La filosofia Razionalistica del XVII-XVIII secolo, a cui afferisce il filosofo Leibniz per il quale: "tutto è per il meglio nel migliore dei mondi possibili", è caratterizzata dall’interesse per la scienza, la logica, la matematica e il tentativo di fondare la conoscenza su basi razionali. Il concetto su cui si fonda il Razionalismo è che Dio, essendo infinitamente saggio, buono e onnipotente, ha creato il mondo in modo che contenga la massima perfezione possibile, pur essendo esposto al male e alle imperfezioni.
Il terremoto e lo tsunami del 1 novembre del 1755, sollevarono domande sulla giustizia divina. Voltaire - confrontandosi con la sofferenza e la devastazione causate da una catastrofe che sterminò decine di migliaia di persone, colpendo profondamente l’intera Europa - nel suo famoso Poema sul disastro di Lisbona, mise in dubbio l'idea di un mondo ordinato e benevolo, come suggerito dal filosofo Leibniz.
La sua critica si articola su un piano emotivo e razionale. Voltaire descrive vividamente il dolore e la disperazione delle vittime, cercando di trasmettere l’assurdità della filosofia dell’ottimismo alla luce della realtà tragica e, nel suo poema, rivolgendosi a Dio, esprime gran sgomento:
«E tu, tremendo Dio, che mi sentivi esclamare [...] ‘L’ombra del nulla scompare alla tua voce!’ […] Poté davvero quest’amore senza misura [...] dare alla terra distruzioni così dure?».
Voltaire si chiede, perciò, come si possa giustificare la morte di persone devote e innocenti in un disastro di questa portata. In questa chiave, Voltaire, offre una delle prime riflessioni moderne sul rapporto tra l’uomo, il male e la natura lasciando un’eredità che ispirerà il pensiero illuminista. Il Poema viene spedito a Rousseau, il quale prende le distanze dalla lettura pessimista di Voltaire, identificando nell’uomo la responsabilità del disastro.
Secondo Rousseau gli abitanti di Lisbona avevano offeso la natura e la sua semplicità, costruendo una prospera capitale dove si erano ammassate decine di migliaia di persone che:
«per esempio, la natura non aveva affatto riunito in quel luogo ventimila case di sei o sette piani, e che se gli abitanti di quella città fossero stati distribuiti più equamente sul territorio e alloggiati in edifici di minor imponenza, il disastro sarebbe stato meno violento o, forse, non ci sarebbe stato affatto.» (Rousseau, 1756).
L'evento: si stima che il terremoto, avvenuto la mattina del 1°novembre 1755, sia avvenuto nell’Oceano Atlantico, alcune decine di chilometri a sud-ovest dalla città di Lisbona, con una magnitudo pari a circa 8.5. Avvertito in gran parte d’Europa, causò danni in un’area di circa 800.000 km2 e distrusse quasi totalmente la città di Lisbona, ove si stima perse la vita tra il 25 e il 30% della popolazione.
Fu probabilmente il più grande disastro sismico dell’Europa occidentale, che causò la morte di circa 100.000 persone considerando i crolli causati dal terremoto, gli effetti del maremoto e degli incendi che si svilupparono nelle aree urbane (Gutscher et al., 2006).
Non è stato semplice individuare la sorgente sismica del terremoto a causa dell’assenza di strumenti di rilevazione sismica evoluti e della localizzazione dell’epicentro nell’Oceano.
Il terremoto ha generato un maremoto devastante.

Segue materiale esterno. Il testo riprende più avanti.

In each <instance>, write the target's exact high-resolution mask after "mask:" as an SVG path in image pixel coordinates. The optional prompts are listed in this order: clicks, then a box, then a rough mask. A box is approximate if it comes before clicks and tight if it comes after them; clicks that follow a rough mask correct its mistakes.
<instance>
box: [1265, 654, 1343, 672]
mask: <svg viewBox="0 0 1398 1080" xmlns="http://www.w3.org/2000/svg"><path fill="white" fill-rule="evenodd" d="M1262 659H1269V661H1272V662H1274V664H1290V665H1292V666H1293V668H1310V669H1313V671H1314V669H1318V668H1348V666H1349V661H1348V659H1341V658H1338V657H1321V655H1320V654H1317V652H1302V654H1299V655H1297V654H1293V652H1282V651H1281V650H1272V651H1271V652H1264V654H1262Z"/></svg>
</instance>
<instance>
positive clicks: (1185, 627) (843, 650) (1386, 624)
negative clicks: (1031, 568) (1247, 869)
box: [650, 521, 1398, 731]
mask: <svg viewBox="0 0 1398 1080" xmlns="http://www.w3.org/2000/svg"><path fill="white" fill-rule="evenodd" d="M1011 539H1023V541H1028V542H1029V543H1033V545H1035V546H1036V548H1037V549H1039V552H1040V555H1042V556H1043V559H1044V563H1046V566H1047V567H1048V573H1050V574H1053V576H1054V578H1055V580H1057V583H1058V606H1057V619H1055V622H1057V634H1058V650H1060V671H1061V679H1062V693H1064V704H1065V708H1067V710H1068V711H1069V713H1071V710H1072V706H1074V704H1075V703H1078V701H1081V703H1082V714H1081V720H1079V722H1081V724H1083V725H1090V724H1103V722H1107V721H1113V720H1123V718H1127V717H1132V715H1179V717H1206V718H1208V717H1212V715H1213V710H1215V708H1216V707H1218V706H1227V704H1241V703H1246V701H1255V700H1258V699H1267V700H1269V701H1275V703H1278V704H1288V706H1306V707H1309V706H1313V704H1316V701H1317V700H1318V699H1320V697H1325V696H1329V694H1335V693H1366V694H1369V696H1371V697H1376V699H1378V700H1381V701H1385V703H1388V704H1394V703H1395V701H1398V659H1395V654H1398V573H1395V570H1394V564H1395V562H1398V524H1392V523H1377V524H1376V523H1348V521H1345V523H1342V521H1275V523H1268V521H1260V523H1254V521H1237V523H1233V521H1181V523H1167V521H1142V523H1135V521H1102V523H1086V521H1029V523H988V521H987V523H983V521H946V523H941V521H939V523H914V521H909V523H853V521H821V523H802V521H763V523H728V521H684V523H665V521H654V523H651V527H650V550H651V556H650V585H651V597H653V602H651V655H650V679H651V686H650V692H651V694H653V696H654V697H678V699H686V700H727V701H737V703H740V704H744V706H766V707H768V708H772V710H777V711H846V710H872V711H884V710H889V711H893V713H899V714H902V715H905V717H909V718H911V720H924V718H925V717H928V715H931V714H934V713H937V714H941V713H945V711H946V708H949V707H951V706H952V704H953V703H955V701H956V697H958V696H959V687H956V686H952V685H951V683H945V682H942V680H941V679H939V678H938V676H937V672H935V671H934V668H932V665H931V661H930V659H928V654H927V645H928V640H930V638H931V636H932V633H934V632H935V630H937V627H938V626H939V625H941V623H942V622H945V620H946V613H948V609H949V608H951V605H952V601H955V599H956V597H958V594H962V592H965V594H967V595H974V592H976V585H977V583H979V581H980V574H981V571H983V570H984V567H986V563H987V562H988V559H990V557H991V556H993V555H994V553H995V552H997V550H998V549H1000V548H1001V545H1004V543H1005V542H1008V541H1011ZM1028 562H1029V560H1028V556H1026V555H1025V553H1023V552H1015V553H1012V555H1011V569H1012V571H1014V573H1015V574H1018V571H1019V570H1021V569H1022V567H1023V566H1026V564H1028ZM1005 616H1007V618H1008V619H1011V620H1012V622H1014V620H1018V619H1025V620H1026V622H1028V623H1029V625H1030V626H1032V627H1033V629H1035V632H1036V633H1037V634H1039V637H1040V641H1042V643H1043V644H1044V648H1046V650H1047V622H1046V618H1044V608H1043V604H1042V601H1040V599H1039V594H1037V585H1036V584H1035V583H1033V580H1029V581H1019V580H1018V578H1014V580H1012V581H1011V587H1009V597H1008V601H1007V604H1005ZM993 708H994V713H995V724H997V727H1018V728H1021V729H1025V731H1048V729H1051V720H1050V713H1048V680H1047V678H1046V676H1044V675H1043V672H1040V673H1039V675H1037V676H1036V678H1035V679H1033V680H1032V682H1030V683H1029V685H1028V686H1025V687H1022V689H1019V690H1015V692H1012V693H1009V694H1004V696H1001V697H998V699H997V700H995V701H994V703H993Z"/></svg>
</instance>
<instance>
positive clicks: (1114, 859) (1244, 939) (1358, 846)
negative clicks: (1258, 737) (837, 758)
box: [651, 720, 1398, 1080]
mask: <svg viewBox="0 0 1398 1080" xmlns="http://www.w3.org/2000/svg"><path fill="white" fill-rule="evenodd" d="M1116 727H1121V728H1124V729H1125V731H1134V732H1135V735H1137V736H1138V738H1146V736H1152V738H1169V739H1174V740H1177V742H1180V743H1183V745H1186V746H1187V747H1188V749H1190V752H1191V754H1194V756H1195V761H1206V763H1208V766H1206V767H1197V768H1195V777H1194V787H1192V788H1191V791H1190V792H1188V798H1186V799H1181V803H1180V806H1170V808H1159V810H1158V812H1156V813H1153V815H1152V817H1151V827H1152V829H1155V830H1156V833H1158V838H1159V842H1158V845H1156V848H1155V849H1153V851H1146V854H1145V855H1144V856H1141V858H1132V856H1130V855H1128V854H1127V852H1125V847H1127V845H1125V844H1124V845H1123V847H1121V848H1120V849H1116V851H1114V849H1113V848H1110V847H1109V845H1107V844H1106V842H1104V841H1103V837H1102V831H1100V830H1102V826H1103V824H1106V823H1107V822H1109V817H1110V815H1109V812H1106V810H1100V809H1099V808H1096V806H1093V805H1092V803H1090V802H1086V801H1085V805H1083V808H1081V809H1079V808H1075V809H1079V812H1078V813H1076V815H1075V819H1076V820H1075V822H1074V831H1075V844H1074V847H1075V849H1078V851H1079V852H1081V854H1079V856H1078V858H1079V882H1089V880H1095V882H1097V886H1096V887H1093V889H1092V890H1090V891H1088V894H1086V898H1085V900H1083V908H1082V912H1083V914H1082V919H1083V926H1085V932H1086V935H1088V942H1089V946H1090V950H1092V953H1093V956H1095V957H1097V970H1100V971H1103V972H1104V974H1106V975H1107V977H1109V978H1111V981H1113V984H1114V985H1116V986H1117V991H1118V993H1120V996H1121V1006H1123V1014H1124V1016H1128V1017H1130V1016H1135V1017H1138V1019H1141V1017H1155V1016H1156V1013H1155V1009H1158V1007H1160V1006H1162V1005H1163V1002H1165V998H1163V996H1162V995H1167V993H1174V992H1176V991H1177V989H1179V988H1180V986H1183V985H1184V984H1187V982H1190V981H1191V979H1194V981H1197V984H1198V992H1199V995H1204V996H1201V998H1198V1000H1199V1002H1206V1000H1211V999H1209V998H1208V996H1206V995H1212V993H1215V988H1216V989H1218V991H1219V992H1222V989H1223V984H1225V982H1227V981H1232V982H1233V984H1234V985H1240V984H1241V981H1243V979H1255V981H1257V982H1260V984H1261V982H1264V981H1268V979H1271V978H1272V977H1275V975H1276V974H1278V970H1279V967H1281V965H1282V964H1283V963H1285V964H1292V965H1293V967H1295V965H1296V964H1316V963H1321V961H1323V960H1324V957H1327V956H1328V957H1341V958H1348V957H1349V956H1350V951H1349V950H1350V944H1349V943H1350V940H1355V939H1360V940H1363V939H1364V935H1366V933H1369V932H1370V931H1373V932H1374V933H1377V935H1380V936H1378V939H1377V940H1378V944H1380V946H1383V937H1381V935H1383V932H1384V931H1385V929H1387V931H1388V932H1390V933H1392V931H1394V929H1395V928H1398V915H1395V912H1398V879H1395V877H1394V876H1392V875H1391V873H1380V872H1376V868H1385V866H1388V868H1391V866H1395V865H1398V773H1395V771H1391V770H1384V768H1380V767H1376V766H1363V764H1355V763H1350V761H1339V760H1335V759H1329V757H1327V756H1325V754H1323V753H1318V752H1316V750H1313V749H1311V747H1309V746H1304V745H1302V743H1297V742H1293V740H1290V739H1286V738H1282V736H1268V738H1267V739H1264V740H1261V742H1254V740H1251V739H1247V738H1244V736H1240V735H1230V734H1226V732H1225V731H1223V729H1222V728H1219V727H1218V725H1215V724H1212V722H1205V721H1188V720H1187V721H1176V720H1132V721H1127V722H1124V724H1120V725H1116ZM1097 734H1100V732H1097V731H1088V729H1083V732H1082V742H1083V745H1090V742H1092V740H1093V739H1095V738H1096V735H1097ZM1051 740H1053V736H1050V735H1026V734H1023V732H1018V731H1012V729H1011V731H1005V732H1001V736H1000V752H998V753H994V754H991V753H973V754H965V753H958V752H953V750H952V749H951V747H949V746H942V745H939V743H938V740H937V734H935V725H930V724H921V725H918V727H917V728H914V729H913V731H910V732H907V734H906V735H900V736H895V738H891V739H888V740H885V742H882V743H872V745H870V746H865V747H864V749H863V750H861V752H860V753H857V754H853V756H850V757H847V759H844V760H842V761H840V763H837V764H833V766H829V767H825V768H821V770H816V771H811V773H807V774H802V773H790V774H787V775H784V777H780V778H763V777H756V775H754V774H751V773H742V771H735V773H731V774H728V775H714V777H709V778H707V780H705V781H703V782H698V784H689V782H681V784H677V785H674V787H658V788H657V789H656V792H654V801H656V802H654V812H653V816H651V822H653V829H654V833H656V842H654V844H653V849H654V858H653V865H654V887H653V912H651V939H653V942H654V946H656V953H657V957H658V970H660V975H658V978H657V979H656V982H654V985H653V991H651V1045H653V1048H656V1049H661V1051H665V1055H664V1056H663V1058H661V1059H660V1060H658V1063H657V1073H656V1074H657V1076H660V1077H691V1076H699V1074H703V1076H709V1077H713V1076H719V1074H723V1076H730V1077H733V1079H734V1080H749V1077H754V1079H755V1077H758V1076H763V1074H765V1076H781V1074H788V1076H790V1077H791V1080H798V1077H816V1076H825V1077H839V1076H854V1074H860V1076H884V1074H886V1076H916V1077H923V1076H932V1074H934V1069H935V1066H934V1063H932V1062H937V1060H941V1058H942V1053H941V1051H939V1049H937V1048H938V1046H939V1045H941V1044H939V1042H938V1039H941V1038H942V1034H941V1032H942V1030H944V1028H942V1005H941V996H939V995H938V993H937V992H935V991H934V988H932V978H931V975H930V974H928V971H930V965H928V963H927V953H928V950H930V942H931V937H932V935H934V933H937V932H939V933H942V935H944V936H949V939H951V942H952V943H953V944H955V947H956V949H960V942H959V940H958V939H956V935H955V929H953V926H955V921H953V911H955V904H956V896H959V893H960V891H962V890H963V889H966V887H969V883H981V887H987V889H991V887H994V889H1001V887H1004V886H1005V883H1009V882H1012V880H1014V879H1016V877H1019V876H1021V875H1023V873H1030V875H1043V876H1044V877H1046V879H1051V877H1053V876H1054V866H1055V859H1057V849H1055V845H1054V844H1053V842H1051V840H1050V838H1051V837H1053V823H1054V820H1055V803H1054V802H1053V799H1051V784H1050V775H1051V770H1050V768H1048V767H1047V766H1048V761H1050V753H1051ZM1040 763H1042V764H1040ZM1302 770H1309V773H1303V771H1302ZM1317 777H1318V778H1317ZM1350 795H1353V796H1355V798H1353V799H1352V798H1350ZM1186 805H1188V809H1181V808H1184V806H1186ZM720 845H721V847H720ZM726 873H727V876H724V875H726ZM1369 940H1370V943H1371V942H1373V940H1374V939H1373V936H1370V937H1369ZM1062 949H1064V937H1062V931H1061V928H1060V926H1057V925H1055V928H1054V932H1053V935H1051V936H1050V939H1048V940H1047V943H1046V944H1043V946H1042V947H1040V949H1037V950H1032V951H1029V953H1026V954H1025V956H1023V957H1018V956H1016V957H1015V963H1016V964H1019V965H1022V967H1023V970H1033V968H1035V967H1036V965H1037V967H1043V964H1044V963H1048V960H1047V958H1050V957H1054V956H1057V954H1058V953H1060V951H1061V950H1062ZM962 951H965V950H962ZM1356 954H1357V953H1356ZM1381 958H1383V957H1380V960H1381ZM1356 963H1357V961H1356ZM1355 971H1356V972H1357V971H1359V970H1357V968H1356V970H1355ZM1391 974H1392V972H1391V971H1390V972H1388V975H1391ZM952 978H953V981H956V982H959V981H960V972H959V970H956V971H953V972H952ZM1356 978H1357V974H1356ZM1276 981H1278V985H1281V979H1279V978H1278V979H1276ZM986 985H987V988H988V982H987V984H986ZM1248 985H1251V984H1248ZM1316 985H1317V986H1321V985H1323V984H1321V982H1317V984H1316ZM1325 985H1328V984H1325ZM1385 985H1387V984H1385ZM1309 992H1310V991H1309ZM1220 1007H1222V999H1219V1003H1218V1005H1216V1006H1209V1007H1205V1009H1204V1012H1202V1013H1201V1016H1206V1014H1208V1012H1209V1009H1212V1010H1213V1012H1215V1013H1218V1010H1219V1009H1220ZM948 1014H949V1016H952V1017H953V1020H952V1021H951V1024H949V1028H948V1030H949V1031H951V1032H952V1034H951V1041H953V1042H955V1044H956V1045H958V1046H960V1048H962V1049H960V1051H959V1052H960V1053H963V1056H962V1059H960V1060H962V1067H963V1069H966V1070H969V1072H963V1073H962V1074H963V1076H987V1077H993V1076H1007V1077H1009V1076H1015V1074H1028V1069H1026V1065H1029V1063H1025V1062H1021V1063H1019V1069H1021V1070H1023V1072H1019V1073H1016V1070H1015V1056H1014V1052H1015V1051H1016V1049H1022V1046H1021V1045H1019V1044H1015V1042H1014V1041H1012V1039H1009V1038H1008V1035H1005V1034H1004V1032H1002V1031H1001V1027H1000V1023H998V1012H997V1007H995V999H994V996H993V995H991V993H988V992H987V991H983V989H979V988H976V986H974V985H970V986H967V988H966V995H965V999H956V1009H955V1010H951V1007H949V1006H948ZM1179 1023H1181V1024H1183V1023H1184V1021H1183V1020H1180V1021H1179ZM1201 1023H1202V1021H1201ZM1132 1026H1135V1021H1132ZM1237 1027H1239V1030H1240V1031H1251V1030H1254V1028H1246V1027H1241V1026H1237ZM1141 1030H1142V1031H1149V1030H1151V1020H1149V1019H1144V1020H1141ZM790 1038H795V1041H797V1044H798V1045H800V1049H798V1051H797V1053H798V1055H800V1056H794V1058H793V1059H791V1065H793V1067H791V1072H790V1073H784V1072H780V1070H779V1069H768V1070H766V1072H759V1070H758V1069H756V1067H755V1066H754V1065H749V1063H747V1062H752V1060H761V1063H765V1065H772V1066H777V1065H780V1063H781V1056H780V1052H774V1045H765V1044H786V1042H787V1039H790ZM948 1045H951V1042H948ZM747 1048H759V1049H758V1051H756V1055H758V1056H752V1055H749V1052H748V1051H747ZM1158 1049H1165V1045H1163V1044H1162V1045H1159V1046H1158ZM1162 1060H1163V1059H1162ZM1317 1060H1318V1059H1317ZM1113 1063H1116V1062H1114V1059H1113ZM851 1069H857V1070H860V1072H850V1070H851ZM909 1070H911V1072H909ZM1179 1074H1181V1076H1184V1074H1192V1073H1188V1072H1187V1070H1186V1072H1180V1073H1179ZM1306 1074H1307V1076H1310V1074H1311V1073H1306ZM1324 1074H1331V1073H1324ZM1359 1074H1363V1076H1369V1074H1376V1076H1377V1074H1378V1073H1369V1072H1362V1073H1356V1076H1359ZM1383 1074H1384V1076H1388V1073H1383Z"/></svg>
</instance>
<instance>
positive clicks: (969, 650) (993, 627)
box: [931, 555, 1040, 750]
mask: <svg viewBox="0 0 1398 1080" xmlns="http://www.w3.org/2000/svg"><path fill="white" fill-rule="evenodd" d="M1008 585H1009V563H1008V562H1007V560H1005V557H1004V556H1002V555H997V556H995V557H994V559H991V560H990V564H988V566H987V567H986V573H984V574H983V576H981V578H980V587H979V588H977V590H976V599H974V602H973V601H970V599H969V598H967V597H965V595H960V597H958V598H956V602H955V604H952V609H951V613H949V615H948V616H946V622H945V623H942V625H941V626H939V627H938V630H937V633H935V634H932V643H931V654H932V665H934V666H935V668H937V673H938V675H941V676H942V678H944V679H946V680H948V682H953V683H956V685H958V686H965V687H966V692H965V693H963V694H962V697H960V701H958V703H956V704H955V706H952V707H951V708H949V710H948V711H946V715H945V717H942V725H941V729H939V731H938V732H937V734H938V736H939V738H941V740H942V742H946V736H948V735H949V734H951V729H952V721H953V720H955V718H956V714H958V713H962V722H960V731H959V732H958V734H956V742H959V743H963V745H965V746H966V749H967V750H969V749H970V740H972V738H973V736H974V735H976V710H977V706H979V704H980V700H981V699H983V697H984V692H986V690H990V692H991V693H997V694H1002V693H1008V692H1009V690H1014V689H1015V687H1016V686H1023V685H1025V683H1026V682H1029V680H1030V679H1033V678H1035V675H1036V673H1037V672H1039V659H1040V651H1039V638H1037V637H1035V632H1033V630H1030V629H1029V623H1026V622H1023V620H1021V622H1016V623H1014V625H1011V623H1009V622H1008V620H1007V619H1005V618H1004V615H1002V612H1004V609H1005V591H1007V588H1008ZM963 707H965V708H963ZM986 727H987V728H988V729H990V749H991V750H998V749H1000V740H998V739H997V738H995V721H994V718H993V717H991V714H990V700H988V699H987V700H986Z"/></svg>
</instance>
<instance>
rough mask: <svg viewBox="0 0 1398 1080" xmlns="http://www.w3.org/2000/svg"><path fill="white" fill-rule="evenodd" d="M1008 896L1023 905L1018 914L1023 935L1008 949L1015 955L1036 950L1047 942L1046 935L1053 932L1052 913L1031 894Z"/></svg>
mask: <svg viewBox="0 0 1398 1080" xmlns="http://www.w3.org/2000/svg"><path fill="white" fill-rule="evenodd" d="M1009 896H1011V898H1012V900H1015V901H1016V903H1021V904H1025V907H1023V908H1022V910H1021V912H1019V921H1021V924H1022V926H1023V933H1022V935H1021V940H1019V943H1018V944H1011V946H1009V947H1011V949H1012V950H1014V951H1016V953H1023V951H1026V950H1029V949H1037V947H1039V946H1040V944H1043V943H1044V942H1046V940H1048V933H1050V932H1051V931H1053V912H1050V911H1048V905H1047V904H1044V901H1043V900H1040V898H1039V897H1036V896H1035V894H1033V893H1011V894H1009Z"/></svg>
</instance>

Numerosi testi redatti da autori coevi descrivono gli effetti che le onde di maremoto causarono lungo le coste del Portogallo e dell’Africa. La città di Lisbona fu gravemente danneggiata dallo tsunami, che penetrò all’interno della città seguendo dalla foce il corso del fiume Tago. Lo tsunami distrusse gran parte dei paesi costieri dell’Algarve, a sud del Portogallo, causando danni diffusi lungo le coste del nord Africa mentre i suoi effetti furono osservati fino alle propaggini del continente nord americano, nelle isole caraibiche e nei paesi scandinavi.